Universal property of product topology, unique up to homeomorphism

Question

Let $(X_j, \tau_j)_{j\in J}$ be a family of topological spaces. Let $X=\prod_{j\in J} X_j$ provided with the product topology and let $pr_k: X\to X_k$ be the projection on the $k$-th coordinate, then has $(X,\tau, (pr_j)_{j\in J})$ the following universal property:

Is $Y$ a topological space $(f_j: Y\to X_j)_{j\in J}$ a familiy of continuous functions, then there is exactly one continuous function $f:Y\to X$ such that for every $k$ holds $f_k=pr_k\circ f$

This universal property of $X$ and the function $pr_k$ characterizes $(X,\tau, (pr_j)_{j\in J})$ unique up to homeomorphism.

I have a question why this characterizes up to homeomorphism.

The proof goes as follows:

Suppose $P$ is a topological space with functions $\beta_j: P\to X_j$ which has the same universal property. With that we get:

Now observe $\alpha\circ \beta: P\to P$ (Note that the $X$ in the following picture is supposed to be $P$)

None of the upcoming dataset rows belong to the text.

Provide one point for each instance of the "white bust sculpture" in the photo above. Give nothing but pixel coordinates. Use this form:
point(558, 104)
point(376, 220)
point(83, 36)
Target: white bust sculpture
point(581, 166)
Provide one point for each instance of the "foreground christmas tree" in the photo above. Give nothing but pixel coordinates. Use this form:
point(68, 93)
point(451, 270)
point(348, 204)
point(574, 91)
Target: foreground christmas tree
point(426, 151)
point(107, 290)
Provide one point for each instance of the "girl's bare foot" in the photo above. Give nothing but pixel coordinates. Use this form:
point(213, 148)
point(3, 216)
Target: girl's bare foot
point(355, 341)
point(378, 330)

Then $\alpha\circ\beta =\operatorname{id}_P$, because of $\alpha$ and $\beta$ beeing unique.

Similarly $\beta\circ\alpha = \operatorname{id}_X$ so $\alpha$ and $\beta$ are homeomorphic.

My question:

Why is $\alpha\circ\beta=\operatorname{id}_P$. And what has the uniqueness to do with it?

From the diagramm in the last picture we get that

$\beta_j\circ(\alpha\circ\beta)=\beta_j$ which implies $\alpha\circ\beta=\operatorname{id}_P$ immediatly.

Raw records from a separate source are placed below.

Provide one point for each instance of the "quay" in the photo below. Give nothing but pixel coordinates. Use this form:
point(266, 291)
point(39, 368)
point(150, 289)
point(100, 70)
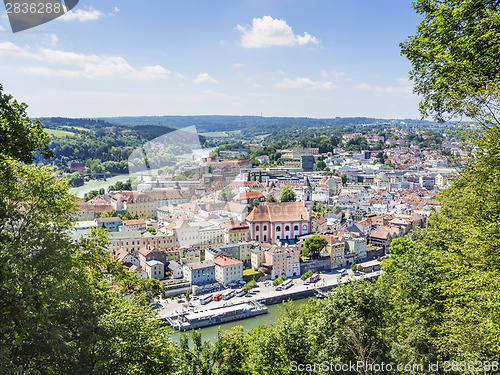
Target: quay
point(184, 315)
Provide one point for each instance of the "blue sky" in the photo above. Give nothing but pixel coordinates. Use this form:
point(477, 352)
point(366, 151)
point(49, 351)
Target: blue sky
point(316, 58)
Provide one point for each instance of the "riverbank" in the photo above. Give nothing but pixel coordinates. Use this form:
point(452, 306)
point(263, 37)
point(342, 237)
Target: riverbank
point(265, 293)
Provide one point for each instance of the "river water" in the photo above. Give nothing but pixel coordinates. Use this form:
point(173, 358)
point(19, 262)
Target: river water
point(210, 333)
point(97, 184)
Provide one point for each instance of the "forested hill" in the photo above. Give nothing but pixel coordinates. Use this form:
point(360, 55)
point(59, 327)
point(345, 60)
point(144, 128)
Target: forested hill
point(258, 124)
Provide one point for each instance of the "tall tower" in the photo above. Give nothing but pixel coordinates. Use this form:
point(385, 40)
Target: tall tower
point(307, 196)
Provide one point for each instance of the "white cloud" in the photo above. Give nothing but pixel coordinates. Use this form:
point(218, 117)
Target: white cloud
point(331, 74)
point(306, 39)
point(76, 65)
point(269, 32)
point(204, 78)
point(51, 40)
point(406, 88)
point(83, 15)
point(305, 83)
point(87, 15)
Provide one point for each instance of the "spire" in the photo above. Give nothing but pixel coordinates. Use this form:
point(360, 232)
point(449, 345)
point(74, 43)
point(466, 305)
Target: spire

Since $\beta_j\circ (\alpha\circ\beta(p))=\beta_j(p)\Leftrightarrow \alpha\circ\beta(p)=p$ for every $p\in P\Leftrightarrow \alpha\circ\beta=\operatorname{id}_P$.

What has the uniqueness to do with it?

Thanks in advance and excuse me for these awful images, but creating such diagrams on this website is always an odysse on its own...

Answer 1

You know that $\alpha: X \to P$ satisfies $$\forall j: \beta_j \circ \alpha = \text{pr}_j\tag{1}$$

and $\beta: P \to X$ satisfies $$\forall j : \text{pr}_j \circ \beta= \beta_j \tag{2}$$

now using $(1)$ and $(2)$ we get that for any $j$:

$$\text{pr}_j \circ (\beta \circ \alpha) = (\text{pr}_j \circ \beta) \circ \alpha = \beta_j \circ \alpha = \text{pr}_j\tag{3}$$

And in the diagram we get from applying the universal property for $X$ to the test space $X$ itself, we are promised a unique $\gamma: X \to X$ such that

$$\forall j: \text{pr}_j \circ \gamma = \text{pr}_j\tag{4}$$

Now, $(3)$ tells us that $\gamma = \beta \circ \alpha$ also obeys $(4)$ and standard common sense (or the axioms of a category, in a more abstract setting) tells us that $\gamma=\text{id}_X$ also satisfies $(4)$.

So the unicity of $\gamma$ tells us $\beta \circ \alpha = \gamma = \text{id}_X$ and in particular, $$\beta \circ \alpha = \text{id}_X$$

The $\alpha \circ \beta = \text{id}_P$ follows similarly from applying the universal property of $P$ to $P$ and a similar small computation to $(3)$.